Les monnaies numériques se développent de manière exponentielle sur l’ensemble de la planète. Mais l’extrême volatilité de ces crypto-actifs s’est récemment vérifiée avec l’effondrement du bitcoin qui a perdu 45 % de sa valeur entre novembre 2021 et mai 2022. Inquiète de cette potentielle instabilité, la Banque centrale européenne (BCE) a annoncé lancer une expérimentation visant au développement, d’ici 2024, d’un euro numérique. Essentiel aux yeux de la BCE, cette démarche est vertement critiquée par une partie du secteur bancaire… Un sujet à l’envergure politique qui suscite des questions techniques, de souveraineté et de liberté.

Par Diane Cassain

Entre compétition internationale et souveraineté européenne

De plus en plus d’Etats développent des monnaies numériques, à l’instar de la Chine qui a présenté au grand public l’e-yuan lors des Jeux olympiques d’hiver en février dernier. Aujourd’hui, près de 90 pays auraient des projets de monnaie numérique et, sur les trois dernières années, ce nombre aurait augmenté de 150 %1. Parmi eux, les Bahamas ou encore le Cambodge sont en phase de production d’une monnaie numérique dite de détail. La Chine dispose à ce stade de la seule monnaie numérique de banque centrale concrètement utilisée à grande échelle. La Banque centrale chinoise annonçait comptabiliser fin 2021 plus de 140 millions de portefeuilles ouverts, pour un total de près de 9,7 milliards de dollars échangés, cinq mois seulement après son lancement. L’Europe entend elle aussi se lancer dans la bataille géopolitique des monnaies numériques. En juillet 2021, la BCE a annoncé le lancement d’une expérimentation sur l’utilisation de l’euro via des plateformes numériques, avec une mise en service prévue pour 2024. Rester dans la course internationale en matière de monnaies numériques et réaffirmer la souveraineté monétaire européenne, tels sont les deux objectifs de l’euro-numérique face au gouvernement chinois qui masque à peine sa volonté de concurrencer le dollar à long terme. Américains et Européens doivent réagir « car les possibilités offertes par une monnaie programmable sont quasiment infinies, aussi bien en termes de contrôle que de liberté et cela peut s’avérer être une arme géopolitique majeure. » souligne Xavier Lavayssière, chercheur spécialiste des cryptomonnaies et des questions de régulation touchant à la blockchain.2 Alors que les principaux agents de paiements mondiaux – Visa, Mastercard et Swift – ne sont pas européens, recourir à cette nouvelle monnaie serait alors une « arme défensive » pour reprendre l’expression d’Hubert de Vauplane, professeur de droit bancaire et financier3. « Il est concevable que des solutions et technologies de paiement numérique non européennes exploitées à l’étranger dominent notre marché des paiements. […] Ce risque serait exacerbé par l’expansion des moyens de paiement proposés par les big tech, qui pourraient utiliser à leur avantage leur très large base de clients. Cela soulèverait des questions sur notre autonomie et notre vie privée en matière de paiements. Cela pourrait même mettre en péril la souveraineté européenne »4 explique Fabio Panetta, membre du directoire de la BCE.

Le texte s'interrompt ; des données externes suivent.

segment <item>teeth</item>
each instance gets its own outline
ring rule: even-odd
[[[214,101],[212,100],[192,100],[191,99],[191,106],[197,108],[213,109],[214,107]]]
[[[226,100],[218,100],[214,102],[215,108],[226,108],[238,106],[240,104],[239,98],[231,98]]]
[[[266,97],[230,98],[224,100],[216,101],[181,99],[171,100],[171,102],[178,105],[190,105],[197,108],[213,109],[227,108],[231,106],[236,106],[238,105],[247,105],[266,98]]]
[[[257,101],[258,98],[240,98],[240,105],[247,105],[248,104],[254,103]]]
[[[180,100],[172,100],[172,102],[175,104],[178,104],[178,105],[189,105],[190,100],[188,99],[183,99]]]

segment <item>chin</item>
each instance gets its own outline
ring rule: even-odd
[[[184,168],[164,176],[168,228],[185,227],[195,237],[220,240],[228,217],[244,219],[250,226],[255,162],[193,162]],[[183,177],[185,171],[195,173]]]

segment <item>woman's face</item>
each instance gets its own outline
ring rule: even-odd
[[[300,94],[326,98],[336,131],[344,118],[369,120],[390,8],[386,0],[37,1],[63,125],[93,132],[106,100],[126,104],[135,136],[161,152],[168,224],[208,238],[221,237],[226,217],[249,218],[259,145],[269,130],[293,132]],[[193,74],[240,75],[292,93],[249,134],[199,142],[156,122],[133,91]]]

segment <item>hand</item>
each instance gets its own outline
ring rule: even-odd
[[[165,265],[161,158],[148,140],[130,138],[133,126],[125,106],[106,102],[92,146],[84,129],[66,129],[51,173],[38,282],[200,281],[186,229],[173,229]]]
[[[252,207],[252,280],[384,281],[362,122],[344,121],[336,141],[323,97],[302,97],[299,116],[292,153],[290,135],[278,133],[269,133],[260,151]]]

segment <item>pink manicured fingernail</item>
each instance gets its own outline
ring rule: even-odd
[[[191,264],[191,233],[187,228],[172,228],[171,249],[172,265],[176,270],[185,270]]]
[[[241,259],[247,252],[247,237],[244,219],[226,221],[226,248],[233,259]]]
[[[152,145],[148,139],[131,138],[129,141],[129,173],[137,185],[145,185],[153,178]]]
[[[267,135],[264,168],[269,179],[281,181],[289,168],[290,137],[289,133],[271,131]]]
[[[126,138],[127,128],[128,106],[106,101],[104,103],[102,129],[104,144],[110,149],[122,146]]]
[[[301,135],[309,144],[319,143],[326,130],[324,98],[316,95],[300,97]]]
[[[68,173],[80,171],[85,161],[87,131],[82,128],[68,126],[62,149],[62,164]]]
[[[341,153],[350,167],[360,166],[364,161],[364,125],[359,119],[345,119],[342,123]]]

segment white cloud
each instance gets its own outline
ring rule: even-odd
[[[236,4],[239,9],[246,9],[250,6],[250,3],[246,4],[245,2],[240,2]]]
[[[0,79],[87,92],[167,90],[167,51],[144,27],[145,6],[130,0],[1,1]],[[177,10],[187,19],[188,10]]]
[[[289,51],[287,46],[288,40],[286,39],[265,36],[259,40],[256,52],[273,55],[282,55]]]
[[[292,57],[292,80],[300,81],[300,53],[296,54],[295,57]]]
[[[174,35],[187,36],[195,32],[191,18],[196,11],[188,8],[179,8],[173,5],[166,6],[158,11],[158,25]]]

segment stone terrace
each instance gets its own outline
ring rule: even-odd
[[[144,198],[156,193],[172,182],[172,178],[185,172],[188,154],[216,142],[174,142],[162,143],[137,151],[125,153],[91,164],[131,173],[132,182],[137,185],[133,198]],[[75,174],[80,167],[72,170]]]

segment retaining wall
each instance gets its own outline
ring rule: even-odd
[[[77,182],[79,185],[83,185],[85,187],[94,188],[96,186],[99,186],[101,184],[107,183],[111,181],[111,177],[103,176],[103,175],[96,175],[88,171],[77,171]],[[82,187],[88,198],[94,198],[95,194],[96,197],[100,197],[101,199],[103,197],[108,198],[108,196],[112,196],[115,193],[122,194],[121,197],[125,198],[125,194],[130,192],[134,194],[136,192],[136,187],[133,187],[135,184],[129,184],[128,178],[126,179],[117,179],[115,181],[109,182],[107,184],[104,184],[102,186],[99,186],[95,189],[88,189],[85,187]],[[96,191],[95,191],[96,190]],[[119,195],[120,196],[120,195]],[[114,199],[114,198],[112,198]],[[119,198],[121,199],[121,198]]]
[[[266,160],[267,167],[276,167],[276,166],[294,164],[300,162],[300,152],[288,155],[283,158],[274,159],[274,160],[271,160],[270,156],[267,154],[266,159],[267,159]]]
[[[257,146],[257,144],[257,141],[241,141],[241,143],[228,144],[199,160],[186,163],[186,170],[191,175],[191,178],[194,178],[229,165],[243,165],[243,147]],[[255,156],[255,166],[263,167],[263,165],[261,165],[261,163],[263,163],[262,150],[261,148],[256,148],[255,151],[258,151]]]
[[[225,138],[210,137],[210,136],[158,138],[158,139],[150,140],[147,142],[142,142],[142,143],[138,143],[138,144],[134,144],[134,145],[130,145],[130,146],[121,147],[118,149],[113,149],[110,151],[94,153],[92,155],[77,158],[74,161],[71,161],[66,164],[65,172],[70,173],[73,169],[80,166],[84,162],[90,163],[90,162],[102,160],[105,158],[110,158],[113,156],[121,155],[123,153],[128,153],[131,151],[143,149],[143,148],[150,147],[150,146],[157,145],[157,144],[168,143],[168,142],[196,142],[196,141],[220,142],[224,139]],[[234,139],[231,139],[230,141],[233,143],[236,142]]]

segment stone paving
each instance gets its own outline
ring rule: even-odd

L’inquiétude des banques nationales

Les banques nationales, quant à elles, émettent certains doutes concernant le développement d’un euro-numérique, craignant d’être partiellement mises à l’écart du système financier. La distribution de cet euro-numérique fait en effet débat. Les banques redoutent qu’il concurrence les modèles de transactions existants, comme les virements entre comptes bancaires par exemple. « Si la moitié des flux sont captés par l’euronumérique, c’est la moitié de nos revenus dans les paiements qui s’évapore » alerte un banquier auprès de nos confrères de l’Agefi5. Seconde inquiétude : les dépôts au sein des banques commerciales pourraient diminuer drastiquement si les citoyens européens déplaçaient leurs avoirs dans leur portefeuille numérique. Ces avoirs seraient alors directement gérés par la Banque centrale.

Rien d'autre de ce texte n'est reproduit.